SWEN-342 Concurrent & Distributed Software Systems
File Proecessing
The Problem
For this activity you will create a list of every unique word in a file. The words in the list
should be punctuation free and should all be in lower case. Additionally, a couple metrics
about the file will be displayed.
Requiements
-
All of your code must be in the main
method of a file named FileProcessor.java.
-
You must use Java Streams and lambdas to implement the parsing.
-
Limit any lambdas to 5 lines or less. The goal is brevity. In general
more stream operations are preferred over larger lambdas.
-
Each unique word in the file must be store in a
List. Words should have no punctuation attached to them and be lower
case.
-
Print the number of words in the list. You must use streams to determine
the word count (don't simply print the list's size).
-
Print every word, (one per line), in the list that matches the regular
expression ".*bit.*". Once again, the
work should be accomplished by using streams and lambdas.
Example Output
Using the alice.txt file, your output should look similar to:
There are 3044 words in the file.
Words that contain 'bit' in them:
ambition
bit
bite
bitter
prohibition
rabbit
rabbits
Hints
-
Instructor soluion used 5 stream operations to create the list.

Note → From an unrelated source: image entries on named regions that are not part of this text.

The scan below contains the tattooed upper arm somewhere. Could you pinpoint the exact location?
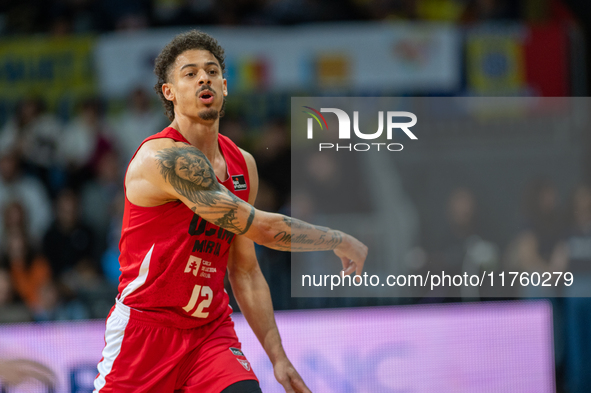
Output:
[156,146,254,234]
[156,146,221,203]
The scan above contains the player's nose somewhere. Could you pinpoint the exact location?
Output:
[199,70,211,85]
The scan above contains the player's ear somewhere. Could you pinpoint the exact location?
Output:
[162,83,174,101]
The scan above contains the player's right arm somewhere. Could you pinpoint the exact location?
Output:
[126,139,367,274]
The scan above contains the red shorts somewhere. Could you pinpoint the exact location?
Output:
[94,303,257,393]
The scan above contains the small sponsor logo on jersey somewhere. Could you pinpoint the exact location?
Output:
[232,175,246,191]
[230,347,244,356]
[236,359,250,371]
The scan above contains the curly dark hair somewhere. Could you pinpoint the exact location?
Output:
[154,30,226,121]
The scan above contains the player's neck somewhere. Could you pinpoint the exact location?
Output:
[170,118,219,163]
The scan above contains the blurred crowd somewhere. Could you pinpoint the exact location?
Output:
[0,0,566,36]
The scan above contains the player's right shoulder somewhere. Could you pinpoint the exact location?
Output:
[125,138,186,206]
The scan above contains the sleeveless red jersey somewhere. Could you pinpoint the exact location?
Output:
[117,127,250,329]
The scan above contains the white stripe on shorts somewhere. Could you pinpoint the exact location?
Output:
[93,301,129,393]
[119,243,156,302]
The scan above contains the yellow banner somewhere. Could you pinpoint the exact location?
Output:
[0,37,96,107]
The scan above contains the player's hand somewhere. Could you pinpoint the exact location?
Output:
[273,358,312,393]
[334,234,367,276]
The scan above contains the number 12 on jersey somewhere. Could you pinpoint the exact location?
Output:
[183,285,213,318]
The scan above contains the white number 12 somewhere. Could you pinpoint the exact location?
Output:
[183,285,213,318]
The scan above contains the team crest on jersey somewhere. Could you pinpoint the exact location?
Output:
[236,359,250,371]
[230,347,244,356]
[232,175,247,191]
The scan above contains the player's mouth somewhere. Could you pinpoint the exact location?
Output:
[199,89,214,104]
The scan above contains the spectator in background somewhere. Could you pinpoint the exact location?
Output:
[60,98,113,186]
[80,149,123,261]
[510,179,567,284]
[0,152,51,247]
[0,99,62,191]
[564,185,591,393]
[3,227,51,314]
[252,119,291,211]
[43,189,98,291]
[428,187,499,298]
[507,179,568,374]
[110,87,166,164]
[0,265,31,323]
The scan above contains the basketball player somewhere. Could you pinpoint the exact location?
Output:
[94,31,367,393]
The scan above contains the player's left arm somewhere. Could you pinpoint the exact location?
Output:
[228,151,310,393]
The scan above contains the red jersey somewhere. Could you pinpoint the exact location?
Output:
[117,127,250,329]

The longest labmda was 3 lines. Yours does not have to match, this
is simply an example to give you some idea of scale.
-
You can use
Files.lines(new File("alice.txt").toPath()) to access the file
as a stream, one line at a time.
-
You are free to hard code the file and regular expression used to be
the ones mentioned in this document.
Deliverables
Commit and push your solution to the GitHub repository by the due date.